Fix his food. You may need to change something.

Others will chime in too.


----------



## Dizzybmeeh (Nov 19, 2011)

I guess Im worried since everyone says he's so tiny ;(

We are trying to get him on all kibble but wet was all he would eat for awhile. We are going to phase out the all wet in the AM and PM eventually....him eating kibble for lunch is a big step for this picky man  I would love for him to be on orijen eventually.


----------



## Anthony8858 (Sep 18, 2011)

Dizzybmeeh said:


> I guess Im worried since everyone says he's so tiny ;(
> 
> We are trying to get him on all kibble but wet was all he would eat for awhile. We are going to phase out the all wet in the AM and PM eventually....him eating kibble for lunch is a big step for this picky man  I would love for him to be on orijen eventually.


LOL... If you search my posts, I had the same concern as you.
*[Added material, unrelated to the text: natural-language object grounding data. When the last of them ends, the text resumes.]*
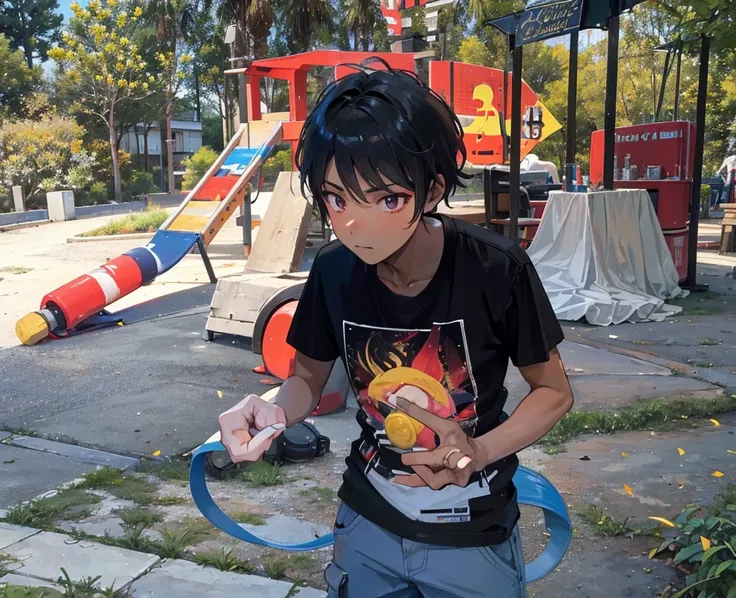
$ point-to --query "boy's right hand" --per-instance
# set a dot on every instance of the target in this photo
(237, 424)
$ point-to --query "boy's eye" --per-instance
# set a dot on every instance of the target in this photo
(335, 202)
(393, 203)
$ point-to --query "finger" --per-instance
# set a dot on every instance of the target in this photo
(413, 481)
(434, 458)
(435, 479)
(438, 424)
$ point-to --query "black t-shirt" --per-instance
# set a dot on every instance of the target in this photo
(450, 345)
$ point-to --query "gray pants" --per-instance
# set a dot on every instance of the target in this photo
(370, 562)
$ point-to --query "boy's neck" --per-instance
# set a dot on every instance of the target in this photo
(411, 268)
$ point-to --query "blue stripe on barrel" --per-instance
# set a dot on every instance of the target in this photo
(146, 262)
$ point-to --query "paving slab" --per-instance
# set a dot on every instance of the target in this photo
(182, 579)
(14, 579)
(26, 474)
(72, 451)
(44, 554)
(12, 534)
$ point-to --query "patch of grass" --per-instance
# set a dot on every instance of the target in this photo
(140, 222)
(15, 270)
(264, 474)
(170, 469)
(134, 516)
(319, 493)
(249, 518)
(654, 413)
(173, 542)
(276, 567)
(605, 525)
(708, 342)
(223, 559)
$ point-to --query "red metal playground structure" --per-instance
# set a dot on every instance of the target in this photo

Prior to getting my dog, my perception of a GSD was the bigger the badder, and better. Then I got a west German Show line, and see that the average female is only 59 lbs.

I've had people ask if she was a litter runt, a mini shepherd, or a mixed breed.
I've gone as far as sarcastically saying that my dog was a mini pigmy shepherd, with stunted growth. 

*** Please post a picture. I would love to see him, and watch him grow.

Here's a recent pic at 6.5 months.
I'm no longer worried.


----------